“There are no second acts in American lives,” wrote F. Scott Fitzgerald in The Last Tycoon. But there might be a retirement investing second act for American savers and retirees.
Fitzgerald seems to have meant that Americans tend to see life as a pass/fail situation. People must either succeed wildly or be quickly forgotten, crushed into anonymity.
It’s very easy to draw that conclusion about retirement investing, too. You have it or you don’t, it seems. You make it big, or you are doomed to mediocrity and want in your golden years.
The problem is that this pass/fail ethic feeds on our retirement investing psyche in the worst way. Rather than strive to meet an achievable goal, we like to punt hard and deep. We view a perfectly good return as unacceptably “average,” so we aim always to win, win, win.

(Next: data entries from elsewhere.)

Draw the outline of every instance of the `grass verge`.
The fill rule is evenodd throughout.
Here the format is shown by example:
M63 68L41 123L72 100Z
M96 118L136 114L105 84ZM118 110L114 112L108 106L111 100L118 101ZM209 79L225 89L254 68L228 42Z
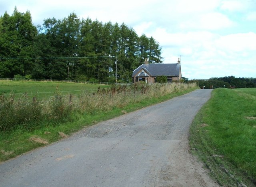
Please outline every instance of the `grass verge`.
M223 186L256 186L256 89L216 89L190 131L191 151Z
M159 85L156 85L159 86L157 88L158 89L162 88ZM42 127L32 131L28 131L25 130L24 128L18 128L14 129L13 130L0 132L0 161L7 160L33 149L55 142L84 127L166 101L197 89L195 85L190 87L182 84L173 85L170 85L174 87L171 87L169 91L166 90L169 87L168 86L168 87L162 87L165 90L162 93L165 92L166 94L158 97L154 95L156 94L156 92L152 90L148 92L148 95L144 94L143 97L141 95L142 97L139 100L138 98L140 96L138 96L134 98L131 95L131 98L132 99L130 101L127 100L124 102L125 105L114 103L108 107L110 109L108 110L105 109L106 106L102 106L101 109L98 110L95 109L93 112L75 113L72 115L71 121L50 124L52 123L51 121L46 121L45 123L47 124L42 125ZM180 88L178 89L177 89L178 86ZM149 90L146 90L148 91ZM108 95L106 92L101 93L99 95L101 97L99 98L101 98L102 95L107 97L109 99L110 96ZM120 95L120 103L123 103L124 100L124 95ZM126 97L128 97L127 95ZM98 101L98 102L100 101ZM110 102L110 100L109 100L108 103ZM92 101L92 102L93 103ZM98 103L96 104L94 106L98 106Z

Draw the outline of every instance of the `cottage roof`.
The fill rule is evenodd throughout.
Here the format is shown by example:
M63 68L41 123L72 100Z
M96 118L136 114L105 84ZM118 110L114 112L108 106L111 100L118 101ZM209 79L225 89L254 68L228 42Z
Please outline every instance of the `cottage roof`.
M142 69L146 70L153 77L178 76L180 65L178 64L143 64L133 72L132 77L135 76Z

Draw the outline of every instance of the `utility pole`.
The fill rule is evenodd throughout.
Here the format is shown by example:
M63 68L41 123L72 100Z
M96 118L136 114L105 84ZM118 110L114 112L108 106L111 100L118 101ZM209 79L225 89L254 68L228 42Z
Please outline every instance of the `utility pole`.
M117 83L117 56L116 57L116 84Z

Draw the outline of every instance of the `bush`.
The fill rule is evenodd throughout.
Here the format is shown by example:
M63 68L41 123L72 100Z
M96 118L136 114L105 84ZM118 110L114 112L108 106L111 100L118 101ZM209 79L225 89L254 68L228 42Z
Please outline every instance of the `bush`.
M30 80L32 78L31 75L26 75L25 76L25 78L28 80Z
M24 76L21 76L19 74L15 75L13 76L14 80L19 80L20 79L25 79L25 78Z

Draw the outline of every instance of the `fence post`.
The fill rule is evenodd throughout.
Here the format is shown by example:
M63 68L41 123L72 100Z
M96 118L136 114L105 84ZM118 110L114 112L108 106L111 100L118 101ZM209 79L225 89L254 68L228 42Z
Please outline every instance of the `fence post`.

Fidelity Investments has just released its latest investor survey, in a report entitled “Five Years After.” The five years being, of course, the time elapsed since the credit crisis began in earnest in 2008.
The study of 1,154 investors came to some interesting conclusions: 56% said they went from scared and confused then to confident or prepared now. A similar number (55%) said they felt better prepared for retirement than before the crisis.
A very high number of the newly confident folks (78%) said they thought that their attitudes toward retirement investing had changed permanently.
The takeaway, according to a Fidelity spokesman, is that investors are more engaged in managing their own money and specifically had wised up about spending less and saving more. That sounds good, but the answers also offer a slightly finer meaning that we should be taking into account.
Being more engaged in your investments is not the same as making wise investments. Many an “engaged” investor buys and sells stocks on a whim, just for entertainment. Being confident is great, but it’s not the same as investing prudently. Teenage drivers are confident, for instance.
Finally, permanent change regarding how you look after your own money sounds promising. It also might mean that they’ve decided to migrate to less aggressive investments, such as bonds, far too soon for their growth needs. If you have another 30 years to invest, inflation will eat a bond-heavy portfolio alive.
In a three-act play, the second act is where all the action is, where the main character discovers something about himself or herself and puts that self-revelation to work. It’s about turning difficult events into positives and using those experiences to learn and grow.
For retirement investing, the last five years should have delivered a simple, two-pronged message: Markets can sometimes go south, but they also recover in short order.
Turning that knowledge into a third act, retirement, is all about building a powerful retirement investing portfolio, one that can take the hits and protect savings while not giving up on growth.
A well-designed portfolio, one patterned after the kind used by the pension funds and college endowments, can bring the peace of mind and confidence investors need to power through retirement investing and have a great second act.